ÇÜNKÜ SEÇMEN GÖRDÜ; 21 yıllık AK Parti iktidarında bir çok tabuların yıkıldığını, yaşamın bir çok alanındaki yasakların kalktığını, özgürlüklerin arttığını, yaşam kalitesinin yükseldiğini, gördü.. Depremlerde, sellerde, asrın felaketlerin üstesinden gelirse, Erdoğan gelir düşüncesinde durdu.

***

AK Parti’de yaptıklarımız, yapacaklarımızın teminatıdır güvenini tesis etti.  İktidar değişikliğiyle elde edilen kazanımların kaybedileceği gerçeğine, tarihteki örneklerle vakıf oldu..

***

Vicdan terazisinde iyiliklerin kötülüklere galebe çaldığını görüp; mührünü vurduğunu?..

***

 

ÇÜNKÜ SEÇMEN GÖRDÜ; Sosyal ve ekonomik yaşamda, kriz var, hayat pahalılığı yüksek, ama bunun tek sorumlusunun, iktidar olmadığını, küresel güçlerin de rol oynadığı, döviz kuru üzerinden operasyonların çekildiğini, ana gayenin iktidar devşirmek olduğunu gördü.

***

Kurtuluşun muhalefette olabileceğine dair eğilime yöneldi, ancak gördü ki bu safta niyetler salih değil.

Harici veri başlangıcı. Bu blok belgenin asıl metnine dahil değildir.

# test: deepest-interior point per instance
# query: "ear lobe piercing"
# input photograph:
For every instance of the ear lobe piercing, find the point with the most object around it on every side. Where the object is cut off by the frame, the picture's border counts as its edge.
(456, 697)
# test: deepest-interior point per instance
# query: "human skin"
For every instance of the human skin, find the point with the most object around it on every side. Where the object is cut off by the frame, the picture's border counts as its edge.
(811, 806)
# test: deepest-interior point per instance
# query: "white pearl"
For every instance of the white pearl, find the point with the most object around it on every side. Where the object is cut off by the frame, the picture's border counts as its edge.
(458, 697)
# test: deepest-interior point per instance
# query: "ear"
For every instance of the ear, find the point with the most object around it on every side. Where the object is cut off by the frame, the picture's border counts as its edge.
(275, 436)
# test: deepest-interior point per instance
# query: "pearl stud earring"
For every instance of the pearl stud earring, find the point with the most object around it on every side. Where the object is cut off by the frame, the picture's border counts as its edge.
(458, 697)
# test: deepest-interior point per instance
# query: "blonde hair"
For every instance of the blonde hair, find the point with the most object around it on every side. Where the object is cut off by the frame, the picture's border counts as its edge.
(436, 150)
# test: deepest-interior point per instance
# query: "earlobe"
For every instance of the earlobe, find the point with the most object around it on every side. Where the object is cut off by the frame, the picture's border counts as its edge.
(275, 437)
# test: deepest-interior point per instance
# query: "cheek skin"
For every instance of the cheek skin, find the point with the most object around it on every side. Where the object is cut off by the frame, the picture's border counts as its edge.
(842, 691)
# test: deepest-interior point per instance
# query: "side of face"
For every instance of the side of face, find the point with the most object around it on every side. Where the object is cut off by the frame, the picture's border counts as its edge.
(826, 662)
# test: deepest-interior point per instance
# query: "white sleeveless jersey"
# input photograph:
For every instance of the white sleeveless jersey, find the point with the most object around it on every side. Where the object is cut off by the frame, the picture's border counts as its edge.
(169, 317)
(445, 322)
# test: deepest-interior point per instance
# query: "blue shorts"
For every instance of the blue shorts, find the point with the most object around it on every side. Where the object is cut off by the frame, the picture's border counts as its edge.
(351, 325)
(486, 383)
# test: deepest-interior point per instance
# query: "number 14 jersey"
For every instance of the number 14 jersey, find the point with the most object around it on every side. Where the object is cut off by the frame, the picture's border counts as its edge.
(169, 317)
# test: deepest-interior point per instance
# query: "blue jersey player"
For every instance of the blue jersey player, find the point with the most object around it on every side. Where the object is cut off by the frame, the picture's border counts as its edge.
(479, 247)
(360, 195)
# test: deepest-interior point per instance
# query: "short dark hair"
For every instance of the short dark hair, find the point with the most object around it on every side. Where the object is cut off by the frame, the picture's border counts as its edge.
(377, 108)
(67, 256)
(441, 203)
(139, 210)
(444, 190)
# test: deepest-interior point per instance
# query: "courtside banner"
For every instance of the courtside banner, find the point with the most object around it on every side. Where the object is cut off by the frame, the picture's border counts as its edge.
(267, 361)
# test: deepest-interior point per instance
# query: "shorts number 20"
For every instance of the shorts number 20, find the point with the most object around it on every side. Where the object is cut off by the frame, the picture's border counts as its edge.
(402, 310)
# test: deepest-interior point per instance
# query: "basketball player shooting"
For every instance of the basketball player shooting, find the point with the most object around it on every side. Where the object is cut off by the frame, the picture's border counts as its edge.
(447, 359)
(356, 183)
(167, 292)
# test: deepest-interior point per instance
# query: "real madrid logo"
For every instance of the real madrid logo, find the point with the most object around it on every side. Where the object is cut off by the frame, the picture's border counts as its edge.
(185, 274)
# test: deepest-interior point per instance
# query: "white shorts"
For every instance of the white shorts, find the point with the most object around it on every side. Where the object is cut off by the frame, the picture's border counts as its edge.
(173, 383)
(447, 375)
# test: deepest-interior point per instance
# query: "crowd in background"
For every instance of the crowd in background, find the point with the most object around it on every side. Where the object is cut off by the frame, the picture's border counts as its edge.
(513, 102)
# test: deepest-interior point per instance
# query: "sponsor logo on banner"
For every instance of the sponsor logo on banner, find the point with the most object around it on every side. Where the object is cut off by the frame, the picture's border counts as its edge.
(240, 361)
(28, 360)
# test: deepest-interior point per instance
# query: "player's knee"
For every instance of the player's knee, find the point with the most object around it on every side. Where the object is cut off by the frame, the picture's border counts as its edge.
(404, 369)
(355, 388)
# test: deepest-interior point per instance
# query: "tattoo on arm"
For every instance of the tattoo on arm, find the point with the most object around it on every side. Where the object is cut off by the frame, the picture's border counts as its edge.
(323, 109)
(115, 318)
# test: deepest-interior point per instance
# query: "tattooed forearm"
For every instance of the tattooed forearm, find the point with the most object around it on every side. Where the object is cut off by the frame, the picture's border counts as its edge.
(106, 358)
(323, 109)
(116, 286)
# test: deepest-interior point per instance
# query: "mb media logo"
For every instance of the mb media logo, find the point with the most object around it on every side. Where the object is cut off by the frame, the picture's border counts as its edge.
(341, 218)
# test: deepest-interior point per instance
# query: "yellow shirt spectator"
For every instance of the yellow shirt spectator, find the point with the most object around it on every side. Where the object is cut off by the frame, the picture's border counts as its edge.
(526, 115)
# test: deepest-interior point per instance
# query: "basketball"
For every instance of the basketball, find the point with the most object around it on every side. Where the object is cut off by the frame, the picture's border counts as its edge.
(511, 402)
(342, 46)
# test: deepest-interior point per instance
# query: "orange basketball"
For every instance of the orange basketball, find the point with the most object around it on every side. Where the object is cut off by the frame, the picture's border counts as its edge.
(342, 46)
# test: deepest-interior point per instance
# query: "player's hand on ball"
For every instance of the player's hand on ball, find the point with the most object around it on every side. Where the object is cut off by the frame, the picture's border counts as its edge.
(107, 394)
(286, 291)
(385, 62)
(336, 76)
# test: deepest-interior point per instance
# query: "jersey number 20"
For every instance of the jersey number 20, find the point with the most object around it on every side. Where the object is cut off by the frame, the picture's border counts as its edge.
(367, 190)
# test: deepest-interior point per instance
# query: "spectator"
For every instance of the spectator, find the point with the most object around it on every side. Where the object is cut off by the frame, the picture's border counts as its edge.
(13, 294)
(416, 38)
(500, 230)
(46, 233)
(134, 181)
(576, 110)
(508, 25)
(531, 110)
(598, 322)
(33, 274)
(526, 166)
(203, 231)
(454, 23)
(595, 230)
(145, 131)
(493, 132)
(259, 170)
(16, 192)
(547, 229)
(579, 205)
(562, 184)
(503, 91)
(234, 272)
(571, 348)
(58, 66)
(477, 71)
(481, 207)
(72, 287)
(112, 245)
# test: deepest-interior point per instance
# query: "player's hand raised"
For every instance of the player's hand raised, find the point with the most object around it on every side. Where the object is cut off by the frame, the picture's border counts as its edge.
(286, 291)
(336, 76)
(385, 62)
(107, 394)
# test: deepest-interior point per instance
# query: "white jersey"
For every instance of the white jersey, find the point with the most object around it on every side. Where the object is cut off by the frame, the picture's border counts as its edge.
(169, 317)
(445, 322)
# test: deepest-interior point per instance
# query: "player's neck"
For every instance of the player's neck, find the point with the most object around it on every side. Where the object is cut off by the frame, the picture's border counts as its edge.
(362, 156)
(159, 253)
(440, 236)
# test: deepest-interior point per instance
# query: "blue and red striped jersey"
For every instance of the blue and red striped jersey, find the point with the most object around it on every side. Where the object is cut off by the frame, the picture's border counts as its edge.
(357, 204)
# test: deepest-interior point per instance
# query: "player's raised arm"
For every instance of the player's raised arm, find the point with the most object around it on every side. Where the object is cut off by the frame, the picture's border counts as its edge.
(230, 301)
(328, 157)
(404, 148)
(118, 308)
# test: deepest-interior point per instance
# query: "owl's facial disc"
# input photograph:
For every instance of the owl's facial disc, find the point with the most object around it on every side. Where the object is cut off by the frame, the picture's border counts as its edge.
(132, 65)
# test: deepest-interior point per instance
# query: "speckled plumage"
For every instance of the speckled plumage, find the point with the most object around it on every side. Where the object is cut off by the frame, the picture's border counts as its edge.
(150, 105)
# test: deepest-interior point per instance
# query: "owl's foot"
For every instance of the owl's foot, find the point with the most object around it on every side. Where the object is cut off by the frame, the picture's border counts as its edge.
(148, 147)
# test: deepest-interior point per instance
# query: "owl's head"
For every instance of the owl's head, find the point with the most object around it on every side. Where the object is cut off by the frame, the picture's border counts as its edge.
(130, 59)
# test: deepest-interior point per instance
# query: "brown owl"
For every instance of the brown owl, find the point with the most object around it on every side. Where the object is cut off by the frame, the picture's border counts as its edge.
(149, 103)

Birilerinin nam-ı hesabına söylem ve eylemler gerçekleştiriyor, iktidar devşirme halinde, kaybedenin ülke ve millet olduğu hassasiyetiyle, elini çekti.

***

Her ne olursa olsun siyonizme ve emperyalizme biat eden siyasete geçit vermem diyerek, mührünü vurdu?

 

***

ÇÜNKÜ SEÇMEN GÖRDÜ; Dildaşına, dindaşına, komşusuna ensar olan iktidarı hasım görüp, toplumsal birliği bozan siyasetin bir gün, kendi ülkesindeki kardeşine de, komşusuna da hasım olabileceği ihtimaline odaklandı…

***

Ve Kürtler.. Onlar da, yarım asırdır sahiplenip destek verdiği siyasi hareketin kazanım değil, birilerine kazanım sağlama anlayışını benimsediği, tarihsel vesayete, tekçi ve faşizan anlayışa kendinden daha fazla değer verdiğini gördü..  Türkiye’nin siyasi tarihinde Kürtler’e en büyük kazanımları sağlayan hal-i hazırdaki iktidar olduğunu, gözardı etmedi..

***

İşte bundan dolayı da, gönüllü gönülsüz de olsa Kürtler son virajda mührünü Erdoğan’a vurdu..

***

Hasılı kelam… Seçmen, huzura, güvene, istikrara ve güçlü iktidar ile lidere güven verdi.. Çok başlı, çoklu yönetim, çoklu partili, güven ve istikrar temin etmeyen; kuşku ve kaygıları olan, siyasete de temkinli durdu..

Netice itibariyle; çok kaybedenin değil, çok kazananın peşinde, yürüdü.. Vaki olan, önümüzdeki 5 yılda siyasal iktidarın ortaya koyacağı performans, muhalefetin de güven kazanmaya yönelik sergileyeceği siyaset ne olacak?!..

***

VE GENÇLER…

İster iktidar ister muhalefet olsun; seçimde gençlerine odaklı istenilen performansı, söylemi, değişimi ve yenilikle, tarihsel duruşu, pek gösteremediler.. Kısır kaldılar.. Yerel seçimler tüm taraflar için yeni bir sınav niteliğinde olacak… Gençlere ulaşma konusunda genel seçime göre daha büyük avantajla yaklaşım göstermeleri gerekir.. Bilinmesi gereken, gençliğin enerjisini kendisinin bile fark etmeyeceği şekilde dışarda bırakan bir siyasetin ve politikanın pek getirisi olacağını sanmıyorum..  Gençlik, artık sözün kendisinde olduğunu biliyor…

***

GÜNÜN SÖZÜ…

Gözün gördüğünü, kalp sorgulayarak bakıyorsa durumda kuşku var demektir?!